Simone visits Joanne at the police station, confronting her over her part in Lisa's abduction. However, Joanne threatens Simone with a paper knife that she took from James' flat. The pair leave the police station, where they bump into Lisa, who punches Joanne. Simone attempts to call the police, but Joanne attacks Lisa, stabbing Simone in the process. James calls the police when Joanne turns up at his flat, but she lies that Simone attacked her first. When Mercedes hears of Simone's stabbing, she confronts Joanne over her involvement in Joe's death and Lisa's abduction, where Joanne admits to everything she has done. It is then revealed that Mercedes was recording her confessions, and when the police arrive, Louis expresses his hatred towards Joanne before she is arrested for stabbing Simone and her role in Lisa's abduction. She later gives a photograph of Louis to a prison officer, informing them that he is her husband, before being locked in a cell. Zack later informs his family that Joanne has been charged with attempted murder and kidnap.

==Reception==
A What's on TV reporter observed Joanne's subtle scheming opining that "it seems she’s slowly driving a wedge between the Lovedays." Sophie Dainty (Digital Spy) said that Joanne had been "wreaking havoc" in the show and branded her a "manipulative character" with "scheming antics" and a "bunny boiler". Dainty later stated "we all know that Hollyoaks man-eater Joanne Cardsley will stop at nothing to get what she wants." Her colleague Daniel Kilkelly branded her a "ruthless" character. Duncan Lindsay from Metro stated that "unstable Joanne is fast becoming one of soap’s classic bunny boilers." He added that Joanne had pulled "out all of the stops" to snare Louis from Simone. The reporter later stated "Joanne Cardsley is a woman who knows how to get what she wants in Hollyoaks." He also opined that "the words ‘Joanne’ and ‘sensible’ don't exactly go together."
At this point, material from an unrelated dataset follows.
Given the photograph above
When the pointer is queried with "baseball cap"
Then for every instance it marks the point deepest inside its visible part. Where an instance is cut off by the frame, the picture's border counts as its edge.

An Inside Soap reporter called Joanne "scheming" and "jealous", their colleague added that she is a "devious" character. Sarah Ellis from the publication wrote "Joanne may not have many friends in Hollyoaks after destroying Louis and Simone's marriage [...] But Inside Soap can't get enough of her antics. We love that she goes all-out to get what she wants, without a second thought for anyone she has to walk over in the process!" Another reporter from the publication, referencing Joanne and James, stated "with Hollyoaks just packed with criminals and villains, it’s a real shame that the only lawyers in town are as corrupt as their clients."